Hace unas noches, registrando el escaparate antiguo que está empotrado en mi cuarto, en busca de un dibujo que no apareció jamás, reencontré mi caja fuerte. Hacía tantos años que no la veía que ya ni me acordaba que existía. Fue una verdadera sorpresa. Ella, mirándome desde su pequeñez, me desafiaba a abrirla, a desenterrar viejos secretos; y yo, como una colegiala, saltaba emocionada con mi descubrimiento.
-¿Qué habría guardado allí todos estos años? ¿Cuáles serían mis tesoros? ¿Habría dinero? ¿Algún bicho muerto? ¿Papeles incriminatorios?

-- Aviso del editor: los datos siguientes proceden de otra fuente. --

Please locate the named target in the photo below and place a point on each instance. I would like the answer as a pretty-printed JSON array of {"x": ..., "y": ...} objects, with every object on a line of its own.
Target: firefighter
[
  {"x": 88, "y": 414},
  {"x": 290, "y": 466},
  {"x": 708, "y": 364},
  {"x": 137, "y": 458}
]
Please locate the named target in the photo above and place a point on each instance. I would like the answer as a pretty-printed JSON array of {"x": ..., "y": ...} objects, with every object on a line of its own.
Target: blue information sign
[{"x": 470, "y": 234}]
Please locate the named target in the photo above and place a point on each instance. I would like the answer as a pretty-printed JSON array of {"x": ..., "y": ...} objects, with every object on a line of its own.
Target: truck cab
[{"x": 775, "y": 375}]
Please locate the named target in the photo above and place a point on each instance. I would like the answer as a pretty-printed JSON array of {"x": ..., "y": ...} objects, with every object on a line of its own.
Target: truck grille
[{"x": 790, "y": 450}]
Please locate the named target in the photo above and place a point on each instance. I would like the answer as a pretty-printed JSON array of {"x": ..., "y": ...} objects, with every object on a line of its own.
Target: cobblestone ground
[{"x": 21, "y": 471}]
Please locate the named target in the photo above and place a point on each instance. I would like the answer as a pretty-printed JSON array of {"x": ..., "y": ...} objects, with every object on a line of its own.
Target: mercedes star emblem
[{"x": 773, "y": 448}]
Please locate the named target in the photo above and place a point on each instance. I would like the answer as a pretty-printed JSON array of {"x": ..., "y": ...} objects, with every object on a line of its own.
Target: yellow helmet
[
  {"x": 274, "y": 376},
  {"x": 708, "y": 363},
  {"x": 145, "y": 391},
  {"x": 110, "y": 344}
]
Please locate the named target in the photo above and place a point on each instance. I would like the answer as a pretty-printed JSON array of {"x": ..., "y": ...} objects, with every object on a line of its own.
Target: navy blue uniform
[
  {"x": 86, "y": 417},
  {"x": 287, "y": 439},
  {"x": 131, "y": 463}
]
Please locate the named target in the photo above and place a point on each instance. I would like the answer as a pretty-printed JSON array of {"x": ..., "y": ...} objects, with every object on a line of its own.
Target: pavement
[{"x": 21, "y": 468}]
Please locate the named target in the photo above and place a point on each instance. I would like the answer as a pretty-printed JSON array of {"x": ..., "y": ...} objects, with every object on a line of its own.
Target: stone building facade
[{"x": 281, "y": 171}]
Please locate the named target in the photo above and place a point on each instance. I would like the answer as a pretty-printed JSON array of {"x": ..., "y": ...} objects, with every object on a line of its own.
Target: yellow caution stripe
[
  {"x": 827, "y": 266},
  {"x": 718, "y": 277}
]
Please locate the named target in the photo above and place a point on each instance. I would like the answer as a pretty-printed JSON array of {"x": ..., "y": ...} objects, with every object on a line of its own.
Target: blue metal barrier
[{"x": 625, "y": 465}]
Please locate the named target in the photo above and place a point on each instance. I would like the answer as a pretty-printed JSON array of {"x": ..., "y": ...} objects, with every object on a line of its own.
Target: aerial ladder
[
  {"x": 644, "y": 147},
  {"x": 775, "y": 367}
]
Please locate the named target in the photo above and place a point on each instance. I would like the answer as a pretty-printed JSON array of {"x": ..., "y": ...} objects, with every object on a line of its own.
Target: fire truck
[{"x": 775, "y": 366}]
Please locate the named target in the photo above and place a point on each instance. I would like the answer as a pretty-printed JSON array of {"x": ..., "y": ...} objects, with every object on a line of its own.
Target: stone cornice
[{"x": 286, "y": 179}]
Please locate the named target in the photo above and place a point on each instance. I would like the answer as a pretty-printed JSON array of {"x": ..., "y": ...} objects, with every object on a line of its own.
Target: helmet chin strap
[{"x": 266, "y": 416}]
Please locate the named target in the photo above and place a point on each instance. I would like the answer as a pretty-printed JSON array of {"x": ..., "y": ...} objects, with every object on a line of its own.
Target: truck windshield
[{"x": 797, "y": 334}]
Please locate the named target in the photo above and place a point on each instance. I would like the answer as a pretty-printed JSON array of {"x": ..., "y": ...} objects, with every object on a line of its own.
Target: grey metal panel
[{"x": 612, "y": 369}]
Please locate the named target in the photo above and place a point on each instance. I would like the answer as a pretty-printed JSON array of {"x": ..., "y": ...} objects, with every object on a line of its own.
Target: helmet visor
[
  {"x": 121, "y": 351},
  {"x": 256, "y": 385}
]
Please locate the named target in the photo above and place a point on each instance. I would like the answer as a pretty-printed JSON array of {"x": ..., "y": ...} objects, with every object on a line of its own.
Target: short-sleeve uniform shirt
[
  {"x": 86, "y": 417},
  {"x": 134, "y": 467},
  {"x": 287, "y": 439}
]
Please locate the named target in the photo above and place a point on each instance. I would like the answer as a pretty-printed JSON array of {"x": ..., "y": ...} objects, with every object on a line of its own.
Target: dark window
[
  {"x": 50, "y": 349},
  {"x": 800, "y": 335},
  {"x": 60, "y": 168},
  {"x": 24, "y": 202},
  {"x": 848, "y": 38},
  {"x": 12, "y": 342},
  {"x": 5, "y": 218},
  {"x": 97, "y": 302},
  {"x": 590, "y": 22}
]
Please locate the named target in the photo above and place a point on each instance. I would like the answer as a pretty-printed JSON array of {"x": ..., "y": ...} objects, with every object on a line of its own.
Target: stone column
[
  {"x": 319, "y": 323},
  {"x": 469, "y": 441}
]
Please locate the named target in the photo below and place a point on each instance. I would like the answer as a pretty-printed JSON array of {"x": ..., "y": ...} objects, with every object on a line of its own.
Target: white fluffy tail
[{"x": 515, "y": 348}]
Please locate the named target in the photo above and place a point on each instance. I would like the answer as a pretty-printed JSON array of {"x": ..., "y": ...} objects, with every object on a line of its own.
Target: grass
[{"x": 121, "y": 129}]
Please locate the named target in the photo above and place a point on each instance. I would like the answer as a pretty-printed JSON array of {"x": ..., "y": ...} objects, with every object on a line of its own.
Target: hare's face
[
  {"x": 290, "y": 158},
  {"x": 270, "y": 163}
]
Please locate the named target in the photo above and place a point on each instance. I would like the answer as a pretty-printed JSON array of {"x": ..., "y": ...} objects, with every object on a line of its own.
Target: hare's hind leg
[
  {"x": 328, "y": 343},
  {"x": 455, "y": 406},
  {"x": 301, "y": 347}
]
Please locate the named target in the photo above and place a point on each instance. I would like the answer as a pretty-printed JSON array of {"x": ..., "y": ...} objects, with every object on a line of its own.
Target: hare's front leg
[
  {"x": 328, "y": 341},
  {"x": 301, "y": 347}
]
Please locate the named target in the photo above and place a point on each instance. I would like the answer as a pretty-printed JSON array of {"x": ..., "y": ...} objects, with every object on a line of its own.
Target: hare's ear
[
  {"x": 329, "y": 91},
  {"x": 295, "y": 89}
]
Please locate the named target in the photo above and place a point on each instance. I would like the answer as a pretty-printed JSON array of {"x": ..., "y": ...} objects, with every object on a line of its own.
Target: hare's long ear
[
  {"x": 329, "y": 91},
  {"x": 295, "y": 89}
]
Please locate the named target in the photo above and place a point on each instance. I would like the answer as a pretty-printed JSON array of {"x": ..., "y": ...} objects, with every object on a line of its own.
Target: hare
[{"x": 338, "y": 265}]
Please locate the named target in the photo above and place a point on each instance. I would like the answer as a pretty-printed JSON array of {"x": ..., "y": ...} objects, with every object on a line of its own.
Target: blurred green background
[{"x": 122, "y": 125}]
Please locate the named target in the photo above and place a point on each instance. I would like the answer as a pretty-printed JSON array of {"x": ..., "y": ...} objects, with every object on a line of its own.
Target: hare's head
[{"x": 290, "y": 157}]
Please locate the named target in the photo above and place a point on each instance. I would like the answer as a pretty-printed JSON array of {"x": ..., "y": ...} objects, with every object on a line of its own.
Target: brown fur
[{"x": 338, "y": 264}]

La verdad es que no tenía la menor idea. En mi cabeza sólo vagaba… prendida con un alfiler a la memoria, la contraseña.
Luego de un largo tira y afloja con los números el cerrojo hizo clic y, como si de la caja de Pandora se tratara, uno a uno empezaron a escaparse los recuerdos.
Guardados bajo llave estaban aquella bola blanca de la infancia que tantos triunfos recogió en la calle (un prístino amuleto de la suerte) y también el recuerdo dulce de mi primer clavel. Había, además, una postal y una carta. Tiernas ambas, legado de la primera vez que me enamoré.

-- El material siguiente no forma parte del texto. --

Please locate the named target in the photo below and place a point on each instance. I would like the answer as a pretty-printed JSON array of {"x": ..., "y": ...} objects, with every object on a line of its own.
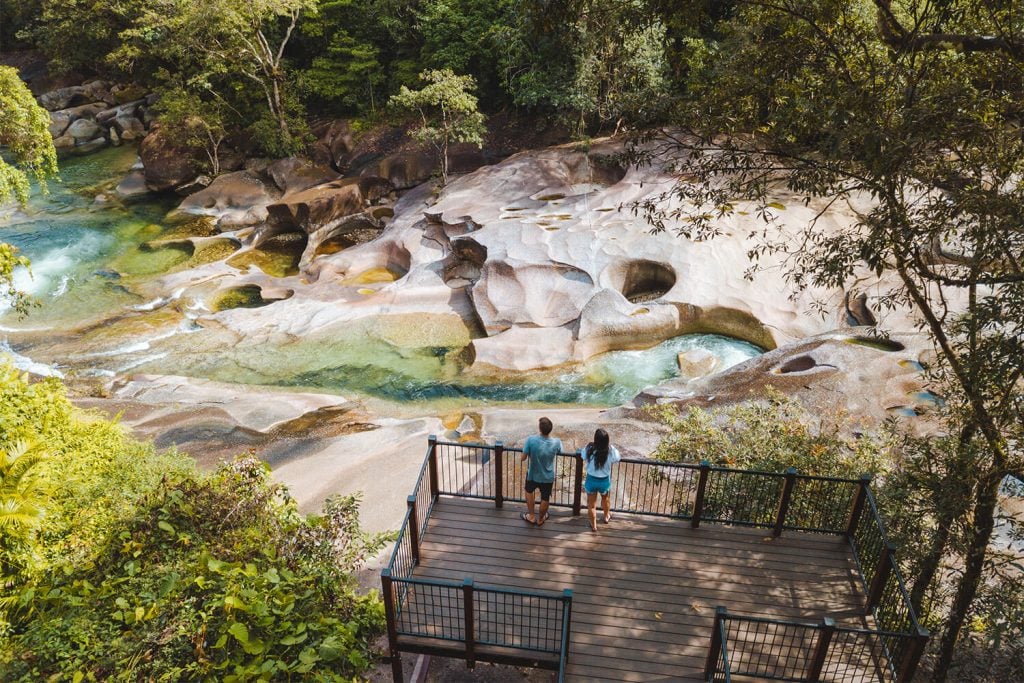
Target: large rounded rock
[
  {"x": 237, "y": 200},
  {"x": 294, "y": 174},
  {"x": 165, "y": 165},
  {"x": 129, "y": 127},
  {"x": 514, "y": 293},
  {"x": 406, "y": 169},
  {"x": 522, "y": 349},
  {"x": 62, "y": 97},
  {"x": 81, "y": 112},
  {"x": 610, "y": 322},
  {"x": 84, "y": 129},
  {"x": 58, "y": 123},
  {"x": 314, "y": 208}
]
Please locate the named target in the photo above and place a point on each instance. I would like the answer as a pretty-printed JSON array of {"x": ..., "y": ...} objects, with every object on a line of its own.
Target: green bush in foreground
[{"x": 166, "y": 573}]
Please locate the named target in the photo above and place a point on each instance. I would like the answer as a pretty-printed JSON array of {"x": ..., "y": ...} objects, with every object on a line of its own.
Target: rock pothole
[
  {"x": 643, "y": 281},
  {"x": 246, "y": 296}
]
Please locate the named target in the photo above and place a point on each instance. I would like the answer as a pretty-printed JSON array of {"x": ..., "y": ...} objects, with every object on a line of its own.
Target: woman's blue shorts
[{"x": 597, "y": 484}]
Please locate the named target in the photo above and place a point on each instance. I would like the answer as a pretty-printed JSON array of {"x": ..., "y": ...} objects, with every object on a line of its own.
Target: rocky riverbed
[{"x": 332, "y": 312}]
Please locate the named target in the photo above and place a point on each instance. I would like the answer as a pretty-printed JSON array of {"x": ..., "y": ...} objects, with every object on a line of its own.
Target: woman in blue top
[{"x": 599, "y": 456}]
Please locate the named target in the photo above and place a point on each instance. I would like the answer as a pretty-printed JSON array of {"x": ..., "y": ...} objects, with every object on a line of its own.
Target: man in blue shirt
[{"x": 542, "y": 451}]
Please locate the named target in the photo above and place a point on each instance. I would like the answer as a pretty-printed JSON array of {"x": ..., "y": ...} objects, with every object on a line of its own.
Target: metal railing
[
  {"x": 768, "y": 648},
  {"x": 461, "y": 619},
  {"x": 800, "y": 651},
  {"x": 697, "y": 493},
  {"x": 807, "y": 652}
]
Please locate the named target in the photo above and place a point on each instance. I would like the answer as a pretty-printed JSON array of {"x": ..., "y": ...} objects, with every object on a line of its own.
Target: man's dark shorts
[{"x": 545, "y": 488}]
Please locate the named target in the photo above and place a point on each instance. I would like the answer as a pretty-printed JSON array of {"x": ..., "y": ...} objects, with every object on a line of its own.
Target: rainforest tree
[
  {"x": 910, "y": 113},
  {"x": 24, "y": 130},
  {"x": 445, "y": 112}
]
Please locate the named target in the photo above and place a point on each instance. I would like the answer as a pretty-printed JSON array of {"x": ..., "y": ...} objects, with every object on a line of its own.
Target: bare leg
[
  {"x": 592, "y": 510},
  {"x": 544, "y": 512},
  {"x": 530, "y": 500}
]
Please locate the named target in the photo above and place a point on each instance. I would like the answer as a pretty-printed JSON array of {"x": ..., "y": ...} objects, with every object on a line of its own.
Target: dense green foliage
[
  {"x": 593, "y": 65},
  {"x": 24, "y": 131},
  {"x": 141, "y": 568},
  {"x": 445, "y": 112},
  {"x": 911, "y": 113},
  {"x": 773, "y": 434}
]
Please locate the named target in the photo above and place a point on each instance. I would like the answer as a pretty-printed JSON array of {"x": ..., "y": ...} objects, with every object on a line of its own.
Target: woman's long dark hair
[{"x": 598, "y": 449}]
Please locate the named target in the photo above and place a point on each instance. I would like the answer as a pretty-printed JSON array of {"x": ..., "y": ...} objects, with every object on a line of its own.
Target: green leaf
[{"x": 240, "y": 632}]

La caja fuerte (afortunadamente) clarificó prioridades… al fin y al cabo, los mejores tesoros siempre han sido los recuerdos.

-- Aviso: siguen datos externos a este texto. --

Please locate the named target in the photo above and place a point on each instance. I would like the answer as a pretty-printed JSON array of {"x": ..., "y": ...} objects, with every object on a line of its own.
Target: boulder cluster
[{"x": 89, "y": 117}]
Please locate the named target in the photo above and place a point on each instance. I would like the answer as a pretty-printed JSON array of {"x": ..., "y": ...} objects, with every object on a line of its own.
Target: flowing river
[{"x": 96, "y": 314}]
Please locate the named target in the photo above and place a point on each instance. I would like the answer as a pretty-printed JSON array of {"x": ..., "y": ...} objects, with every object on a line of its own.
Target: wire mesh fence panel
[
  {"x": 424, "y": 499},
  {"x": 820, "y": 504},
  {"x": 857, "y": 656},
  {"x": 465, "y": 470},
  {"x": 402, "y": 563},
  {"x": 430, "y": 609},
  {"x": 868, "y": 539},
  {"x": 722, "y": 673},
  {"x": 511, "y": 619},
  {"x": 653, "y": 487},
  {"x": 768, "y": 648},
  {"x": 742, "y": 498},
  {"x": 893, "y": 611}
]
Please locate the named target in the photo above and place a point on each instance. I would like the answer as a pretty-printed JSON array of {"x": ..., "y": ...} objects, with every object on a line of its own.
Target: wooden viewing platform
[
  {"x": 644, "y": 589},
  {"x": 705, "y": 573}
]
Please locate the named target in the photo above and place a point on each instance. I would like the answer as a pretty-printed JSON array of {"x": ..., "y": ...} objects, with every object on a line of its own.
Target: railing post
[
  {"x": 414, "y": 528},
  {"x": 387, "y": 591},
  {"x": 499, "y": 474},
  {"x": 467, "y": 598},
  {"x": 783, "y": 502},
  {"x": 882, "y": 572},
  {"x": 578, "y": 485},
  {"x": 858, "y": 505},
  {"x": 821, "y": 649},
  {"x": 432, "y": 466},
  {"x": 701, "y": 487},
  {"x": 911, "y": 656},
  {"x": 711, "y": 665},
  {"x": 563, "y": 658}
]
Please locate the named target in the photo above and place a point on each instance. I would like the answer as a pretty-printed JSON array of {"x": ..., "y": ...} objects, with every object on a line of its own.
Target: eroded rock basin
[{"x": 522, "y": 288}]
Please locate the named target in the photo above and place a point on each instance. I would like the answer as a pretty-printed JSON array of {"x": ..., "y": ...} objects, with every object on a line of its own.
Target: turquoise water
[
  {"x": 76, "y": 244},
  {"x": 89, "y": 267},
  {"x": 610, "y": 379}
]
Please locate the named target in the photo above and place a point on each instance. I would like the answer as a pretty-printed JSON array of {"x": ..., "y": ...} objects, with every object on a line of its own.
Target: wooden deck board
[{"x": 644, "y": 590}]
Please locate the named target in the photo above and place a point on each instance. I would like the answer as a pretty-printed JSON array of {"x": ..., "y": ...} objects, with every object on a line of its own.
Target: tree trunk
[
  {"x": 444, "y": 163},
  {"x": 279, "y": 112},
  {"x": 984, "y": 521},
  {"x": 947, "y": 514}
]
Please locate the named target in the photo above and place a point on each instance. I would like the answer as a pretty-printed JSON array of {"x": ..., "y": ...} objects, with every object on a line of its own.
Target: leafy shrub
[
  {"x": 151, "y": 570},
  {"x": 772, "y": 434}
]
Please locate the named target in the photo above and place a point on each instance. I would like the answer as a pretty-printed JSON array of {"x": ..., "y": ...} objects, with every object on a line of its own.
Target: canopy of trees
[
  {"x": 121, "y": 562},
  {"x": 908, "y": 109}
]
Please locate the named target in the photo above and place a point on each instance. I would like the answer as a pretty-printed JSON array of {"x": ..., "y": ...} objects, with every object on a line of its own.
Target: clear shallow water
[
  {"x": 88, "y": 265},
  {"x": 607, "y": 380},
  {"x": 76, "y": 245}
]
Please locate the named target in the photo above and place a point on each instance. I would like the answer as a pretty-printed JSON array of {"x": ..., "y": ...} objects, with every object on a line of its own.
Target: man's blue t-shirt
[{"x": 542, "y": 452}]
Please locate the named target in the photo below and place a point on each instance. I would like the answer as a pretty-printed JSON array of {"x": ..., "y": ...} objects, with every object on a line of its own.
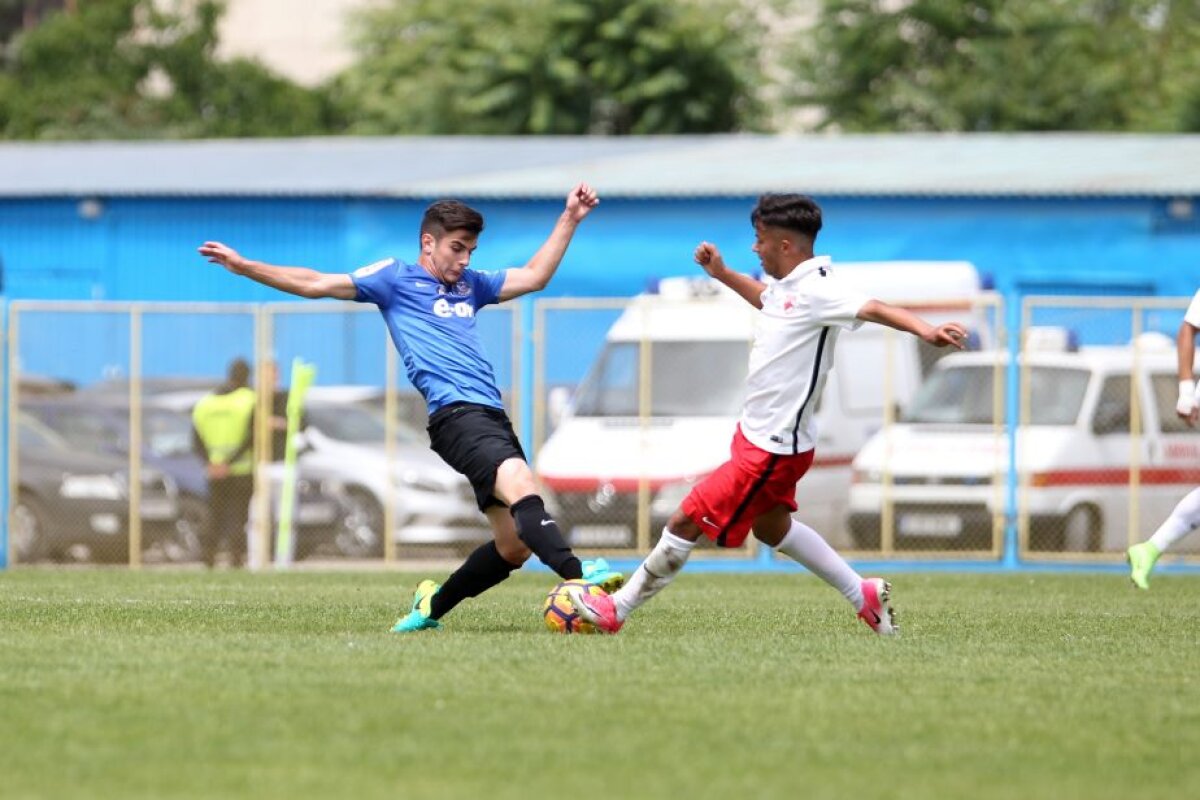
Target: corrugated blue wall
[{"x": 145, "y": 248}]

Yo también tengo recuerdos amorosos de la infancia, dos citaciones judiciales de niñitas a las que pedí salir concretamente 🙂
Qué verguenza señor D, qué verguenza!!
Hace un par de décadas se había puesto de moda aquello de las «Arcas de tiempo» o algo así. la idea era enterrar (lo hicieron incluso gobiernos o instituciones) objetos diversos distintivos de ese tiempo para que fuera abierta, esa arca, cine años después. Lo tuyo fue un «Arca del tiempo» involuntario.
Cariños.
Involuntario pero agradecido. Fue un gustazo encontrarme con todos esos recuerdos de sopetón.